Das ist bitter: Für die einen endete die heurige Skisaison nach schweren Stürzen im Krankenhaus, die andere wurden enttäuscht, da im langersehnten Skiurlaub etliche Pisten gesperrt oder in schlechtem Zustand waren. Die „Krone“ wollten von der Arbeiterkammer wissen, wie es hier mit Schadenersatz ausschaut.
Pickelharte oder sulzige Abfahren, kein Schnee in den Sturzräumen abseits der Pisten: Für viele Wintersportler endete die heurige Saison bereits im Krankenhaus. Dabei fällt auf, dass nicht nur die Anzahl der Skiunfälle zunimmt, sondern auch der Schweregrad der Verletzungen.
Bergrettung gefordert
Das bestätigt auch Reinhold Petz von der Bergrettung Aigen-Schlägl, die am Hochficht Dienst tut. Bis zu siebenmal täglich rücken die Freiwilligen an Wochenenden aus, um gestürzte Wintersportler auf der Piste zu versorgen.
1577 Verletzte nach Skiunfällen wurden von Dezember 2023 bis Ende Februar in den Kliniken der OÖ Gesundheitsholding versorgt. Das sind um rund 20 Prozent mehr als im selben Zeitraum des Vorjahres und auch die Schwere der Verletzungen nahm zu.
Ansprüche nach schweren Stürzen?
Doch gibt’s Schadenersatz, wenn es wegen widriger Pistenverhältnisse zu Verletzungen kommt? „Schadenersatz hat immer etwas mit Verschulden zu tun. Wenn die Verantwortlichen mit Hochdruck am Pistenzustand arbeiten und dieser wegen des Wetters schlechter wird, kann niemand etwas dafür“, sagt Ulrike Weiß vom Konsumentenschutz der Arbeiterkammer OÖ.

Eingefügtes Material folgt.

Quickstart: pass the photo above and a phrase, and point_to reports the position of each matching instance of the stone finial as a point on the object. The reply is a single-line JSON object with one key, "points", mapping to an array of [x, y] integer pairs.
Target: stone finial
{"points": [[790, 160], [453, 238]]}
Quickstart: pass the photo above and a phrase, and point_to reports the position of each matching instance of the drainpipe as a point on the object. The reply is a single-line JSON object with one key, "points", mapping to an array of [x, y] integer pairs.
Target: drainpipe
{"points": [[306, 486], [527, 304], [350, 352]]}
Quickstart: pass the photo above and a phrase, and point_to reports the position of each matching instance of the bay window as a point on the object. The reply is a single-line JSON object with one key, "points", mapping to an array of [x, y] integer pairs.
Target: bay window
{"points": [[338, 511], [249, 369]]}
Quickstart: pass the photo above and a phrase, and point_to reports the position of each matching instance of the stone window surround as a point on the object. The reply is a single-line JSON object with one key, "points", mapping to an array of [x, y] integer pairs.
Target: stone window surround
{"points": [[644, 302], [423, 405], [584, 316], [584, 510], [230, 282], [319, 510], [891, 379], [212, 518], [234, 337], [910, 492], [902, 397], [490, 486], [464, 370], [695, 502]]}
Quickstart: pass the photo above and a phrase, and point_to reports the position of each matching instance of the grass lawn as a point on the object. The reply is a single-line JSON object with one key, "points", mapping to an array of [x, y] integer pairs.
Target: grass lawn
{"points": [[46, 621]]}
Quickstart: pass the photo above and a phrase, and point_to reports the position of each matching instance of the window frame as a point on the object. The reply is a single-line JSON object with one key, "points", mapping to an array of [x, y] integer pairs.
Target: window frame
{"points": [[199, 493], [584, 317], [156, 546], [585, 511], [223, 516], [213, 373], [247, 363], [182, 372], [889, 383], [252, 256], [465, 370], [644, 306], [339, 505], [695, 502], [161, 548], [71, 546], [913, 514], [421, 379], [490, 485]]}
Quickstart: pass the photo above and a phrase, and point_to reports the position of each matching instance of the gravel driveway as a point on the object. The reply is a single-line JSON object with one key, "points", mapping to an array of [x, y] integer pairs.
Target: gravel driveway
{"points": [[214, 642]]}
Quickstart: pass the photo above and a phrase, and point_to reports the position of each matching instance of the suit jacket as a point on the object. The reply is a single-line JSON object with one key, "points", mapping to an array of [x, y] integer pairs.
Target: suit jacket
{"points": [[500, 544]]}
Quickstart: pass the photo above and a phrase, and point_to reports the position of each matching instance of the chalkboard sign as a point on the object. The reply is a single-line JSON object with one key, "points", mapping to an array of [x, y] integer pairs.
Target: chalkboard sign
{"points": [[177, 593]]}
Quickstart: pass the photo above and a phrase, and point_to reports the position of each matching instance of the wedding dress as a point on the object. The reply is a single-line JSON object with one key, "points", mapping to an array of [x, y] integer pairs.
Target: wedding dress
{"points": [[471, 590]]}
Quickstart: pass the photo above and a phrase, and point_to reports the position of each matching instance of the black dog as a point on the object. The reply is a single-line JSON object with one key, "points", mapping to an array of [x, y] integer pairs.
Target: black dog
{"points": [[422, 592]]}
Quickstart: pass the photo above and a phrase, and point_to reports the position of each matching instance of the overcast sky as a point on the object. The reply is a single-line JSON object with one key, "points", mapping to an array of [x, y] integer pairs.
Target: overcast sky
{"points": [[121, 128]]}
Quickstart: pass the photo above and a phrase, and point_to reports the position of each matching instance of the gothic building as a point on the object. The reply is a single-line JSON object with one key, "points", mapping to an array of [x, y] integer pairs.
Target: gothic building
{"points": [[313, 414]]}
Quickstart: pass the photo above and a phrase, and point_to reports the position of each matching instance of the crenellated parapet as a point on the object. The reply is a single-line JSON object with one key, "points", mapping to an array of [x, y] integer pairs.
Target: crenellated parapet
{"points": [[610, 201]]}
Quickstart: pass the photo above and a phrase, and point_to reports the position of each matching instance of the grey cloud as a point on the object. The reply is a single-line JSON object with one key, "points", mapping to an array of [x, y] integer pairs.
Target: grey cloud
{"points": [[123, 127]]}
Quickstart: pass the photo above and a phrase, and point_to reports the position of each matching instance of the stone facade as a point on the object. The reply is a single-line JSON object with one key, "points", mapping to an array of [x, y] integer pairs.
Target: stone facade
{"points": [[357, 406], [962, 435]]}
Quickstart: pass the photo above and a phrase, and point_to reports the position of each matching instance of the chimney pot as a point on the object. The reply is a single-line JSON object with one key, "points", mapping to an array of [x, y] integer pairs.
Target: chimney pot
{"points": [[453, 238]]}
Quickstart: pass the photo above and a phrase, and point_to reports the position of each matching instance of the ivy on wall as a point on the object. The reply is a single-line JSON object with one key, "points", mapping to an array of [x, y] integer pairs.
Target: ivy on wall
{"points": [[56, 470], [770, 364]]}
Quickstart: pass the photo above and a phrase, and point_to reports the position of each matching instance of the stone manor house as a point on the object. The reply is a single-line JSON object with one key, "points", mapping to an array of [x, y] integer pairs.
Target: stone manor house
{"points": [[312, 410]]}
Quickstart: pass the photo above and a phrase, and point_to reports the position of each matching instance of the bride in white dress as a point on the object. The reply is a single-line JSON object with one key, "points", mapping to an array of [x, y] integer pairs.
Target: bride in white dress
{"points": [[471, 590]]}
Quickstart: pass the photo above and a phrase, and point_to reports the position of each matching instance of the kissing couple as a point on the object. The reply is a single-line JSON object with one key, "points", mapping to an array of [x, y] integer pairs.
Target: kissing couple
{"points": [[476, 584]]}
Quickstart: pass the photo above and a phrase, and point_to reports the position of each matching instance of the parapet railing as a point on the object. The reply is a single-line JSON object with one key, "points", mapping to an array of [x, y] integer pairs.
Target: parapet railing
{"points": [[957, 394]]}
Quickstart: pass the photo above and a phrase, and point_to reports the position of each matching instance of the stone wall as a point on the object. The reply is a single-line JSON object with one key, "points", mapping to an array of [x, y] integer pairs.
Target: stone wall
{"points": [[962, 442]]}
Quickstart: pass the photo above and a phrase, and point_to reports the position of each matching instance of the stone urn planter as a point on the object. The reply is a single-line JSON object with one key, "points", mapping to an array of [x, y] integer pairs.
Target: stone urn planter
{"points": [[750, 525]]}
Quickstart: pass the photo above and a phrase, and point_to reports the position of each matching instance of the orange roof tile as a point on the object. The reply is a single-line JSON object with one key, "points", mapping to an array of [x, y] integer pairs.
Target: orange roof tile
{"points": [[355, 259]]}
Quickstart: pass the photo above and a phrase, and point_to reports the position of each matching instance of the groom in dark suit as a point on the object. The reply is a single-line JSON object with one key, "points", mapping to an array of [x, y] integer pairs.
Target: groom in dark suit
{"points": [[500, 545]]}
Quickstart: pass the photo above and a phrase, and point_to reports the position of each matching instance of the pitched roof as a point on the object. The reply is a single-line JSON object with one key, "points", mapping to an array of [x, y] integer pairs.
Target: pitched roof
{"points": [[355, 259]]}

„Hier hat jeder Selbstverantwortung. Wo Natur im Spiel ist, können nicht andere haftbar gemacht werden“, so die Konsumentenschützerin. Ähnlich sieht es bei den Kosten für Hotelzimmer oder Liftkarte aus.
Wetter ist höhere Gewalt
Auch hier ist die für den Skiurlaub gebuchte Unterkunft nicht „schuld“, wenn das Wetter den Pisten zusetzt und ein paar gesperrte Abfahrten reichen noch nicht aus, um bei den Liftkarten Geld zurückzubekommen. „Da müsste schon das ganze Skigebiet gesperrt sein“, so Weiß.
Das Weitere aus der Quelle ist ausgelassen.